So I have spent today trying to get to Bruges from Amsterdam. It’s a matter of a couple hundred kilometres, no big deal. From one country to the next, one train ticket, yada yada yada.
This morning I get up bright and early and have my breakfast, pack up my stuff, pick up a bouquet for my hosts in Bruges, and go to the train station to get my ticket. I go first to the lady, who tells me it’s cheaper if I get the ticket from the machine. I get the impression that she doesn’t want to stop surfing Perez Hilton or whatever it is she’s doing to actually serve a customer. OK fine. I go to the machine. The machine eventually lets me know that it doesn’t take my credit card. Oh, OK. My budget included transport on credit cards; I actually have bought some of my tickets in advance–with credit cards. but not this one as I wasn’t sure of my timing exactly.
So I go back to the lady and she tells me that she doesn’t take credit cards either. OhhhhhhhhK. We try my bank card. No go. Fine, cash it is. (FUCK.)
I get my ticket, I decide to hop an earlier train for Schiphol so I can change some more of my dwindling cash supply. I do that, get raped not quite as badly as by the last money changer,
I find my platform for my IC train to Antwerpen and beyond. I get on my train, which is announced many times as “International IC train to Belgium.” I ride through charming, be-cowed countryside with little canals everywhere. The train eventually stops somewhere, I can’t read the town name, and it doesn’t continue. I think, hmmm. I wait. I look out the door and find that it’s scheduled to depart at 43 after the hour, it’s now the half hour. OK, I didn’t have a proper schedule and my ideas of distance in these (relatively) miniature countries are sketchy at best. Eventually it stairs, the train, and it …goes back the way it came. WHAT?
A conductor passes by, I ask if we’re in the direction for Antwerpen. No! he says, we’re going to Amsterdam Centraal. Well shit I just came from Amsterdam, what should I do, I’m supposed to go to Antwerp and there was no announcement on the train, I thought it was my IC train to Belgium!
Oh you’d better get out at Rotterdam and catch another train there. OK.
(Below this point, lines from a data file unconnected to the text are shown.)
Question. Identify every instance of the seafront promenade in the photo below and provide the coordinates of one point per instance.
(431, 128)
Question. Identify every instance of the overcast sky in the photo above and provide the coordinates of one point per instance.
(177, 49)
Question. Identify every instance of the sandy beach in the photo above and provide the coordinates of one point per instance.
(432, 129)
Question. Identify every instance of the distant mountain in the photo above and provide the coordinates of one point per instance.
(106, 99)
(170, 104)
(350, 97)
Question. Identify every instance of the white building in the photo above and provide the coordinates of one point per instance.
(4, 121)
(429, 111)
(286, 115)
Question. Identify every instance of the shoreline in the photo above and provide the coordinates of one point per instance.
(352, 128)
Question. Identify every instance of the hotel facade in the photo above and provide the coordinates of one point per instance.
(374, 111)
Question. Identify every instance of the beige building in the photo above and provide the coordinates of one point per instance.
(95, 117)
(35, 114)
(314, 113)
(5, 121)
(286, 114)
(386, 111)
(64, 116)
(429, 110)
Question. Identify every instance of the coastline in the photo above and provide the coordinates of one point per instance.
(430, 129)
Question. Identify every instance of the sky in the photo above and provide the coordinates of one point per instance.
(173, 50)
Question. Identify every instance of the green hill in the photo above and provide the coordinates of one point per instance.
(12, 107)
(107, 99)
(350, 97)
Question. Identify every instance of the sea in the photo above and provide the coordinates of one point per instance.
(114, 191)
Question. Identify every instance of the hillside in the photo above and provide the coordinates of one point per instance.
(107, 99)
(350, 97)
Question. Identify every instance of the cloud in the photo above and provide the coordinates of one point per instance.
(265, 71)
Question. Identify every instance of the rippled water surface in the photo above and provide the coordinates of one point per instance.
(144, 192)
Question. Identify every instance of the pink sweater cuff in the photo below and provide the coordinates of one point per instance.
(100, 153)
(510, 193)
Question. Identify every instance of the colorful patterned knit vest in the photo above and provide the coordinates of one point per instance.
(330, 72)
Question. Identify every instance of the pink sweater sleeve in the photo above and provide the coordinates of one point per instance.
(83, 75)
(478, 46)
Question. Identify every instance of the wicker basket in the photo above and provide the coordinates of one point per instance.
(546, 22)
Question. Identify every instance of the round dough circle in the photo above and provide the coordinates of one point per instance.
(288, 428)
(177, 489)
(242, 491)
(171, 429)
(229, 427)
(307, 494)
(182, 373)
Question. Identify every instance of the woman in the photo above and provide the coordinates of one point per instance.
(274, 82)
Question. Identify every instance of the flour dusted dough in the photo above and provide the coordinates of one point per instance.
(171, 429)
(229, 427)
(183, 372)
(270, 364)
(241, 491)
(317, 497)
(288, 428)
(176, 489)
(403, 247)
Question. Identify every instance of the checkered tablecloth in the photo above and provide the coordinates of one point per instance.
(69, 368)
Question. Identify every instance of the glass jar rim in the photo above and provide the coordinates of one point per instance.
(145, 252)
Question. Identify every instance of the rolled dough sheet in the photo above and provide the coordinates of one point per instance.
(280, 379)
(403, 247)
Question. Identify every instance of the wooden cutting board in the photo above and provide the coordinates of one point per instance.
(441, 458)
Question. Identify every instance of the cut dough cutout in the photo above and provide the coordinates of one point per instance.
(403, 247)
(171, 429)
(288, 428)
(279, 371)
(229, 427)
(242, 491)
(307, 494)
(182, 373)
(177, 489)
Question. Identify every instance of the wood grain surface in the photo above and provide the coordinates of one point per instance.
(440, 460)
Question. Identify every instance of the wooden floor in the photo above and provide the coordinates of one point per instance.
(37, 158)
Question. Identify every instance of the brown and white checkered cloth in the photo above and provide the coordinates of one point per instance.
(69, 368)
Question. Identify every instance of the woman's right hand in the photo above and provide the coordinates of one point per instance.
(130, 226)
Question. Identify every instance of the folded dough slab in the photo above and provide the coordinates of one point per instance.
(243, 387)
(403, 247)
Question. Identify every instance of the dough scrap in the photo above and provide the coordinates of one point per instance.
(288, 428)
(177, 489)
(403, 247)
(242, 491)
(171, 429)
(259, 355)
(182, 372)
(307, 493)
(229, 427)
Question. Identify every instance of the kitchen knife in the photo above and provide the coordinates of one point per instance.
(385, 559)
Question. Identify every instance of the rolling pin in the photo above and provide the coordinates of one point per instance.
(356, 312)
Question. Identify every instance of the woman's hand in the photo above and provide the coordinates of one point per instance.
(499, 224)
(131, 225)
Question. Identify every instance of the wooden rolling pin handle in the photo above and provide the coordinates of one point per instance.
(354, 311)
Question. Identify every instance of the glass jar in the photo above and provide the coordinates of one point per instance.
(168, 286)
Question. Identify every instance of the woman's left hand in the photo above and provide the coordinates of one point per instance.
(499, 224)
I get out at Rotterdam, ask a train lady at the bottom of the stairs which platform for Antwerpen, and miss the train by, literally, seconds. No train for half an hour, it’s a Thalys to Paris Nord. Or I can wait and get the next one that I missed in an hour. I want to get there ASAP, people are waiting and likely have reorganized their days for me. So I talk my way onto the Thalys with no reservation, it’s an €18 supplement to sit in the little jumpseat. Well I have this annoying rolly bag and big bunch of flowers, so I’m OK with the jumpseat really, it saves me either leaving my bag unattended or trying to hoist it somewhere unhoistable, and dealing with the bouquet.
I get to Antwerpen, approximately 2 minutes after the train to Bruges leaves. I ask at information for the next train to Bruges. Antwerp is under drastic construction, and I’m not the only one asking for help, the big boards are noticeably absent. The girl there looks me up two different trips, one involving a change and getting in a mere 13 minutes sooner…I decide to just go with the original plan, the direct train.
I’m philosophical by this point. I text my host that I’m going to be another hour later than I expected.
I sit on the platform, eat the tuna sandwich I brought from Rotterdam, and wait for the train. The train doesn’t come. It’s not announced on the board on the platform, I think, perhaps it’s late? Eventually a chap who’s been waiting for the same train goes exploring and finds that it’s just left, from another platform. I have been listening closely to the announcements, and can guarantee that none was made regarding this train to Oostende.
And so, another hour.
Three hours late from my original ETA. The train has been announced for its originally scheduled platform now. I should be in Bruges in another hour and a half or so.
I have never ever had this sort of trouble with European trains before. I wonder what happened to them. Language notwithstanding, I know how to, you know, get on a train.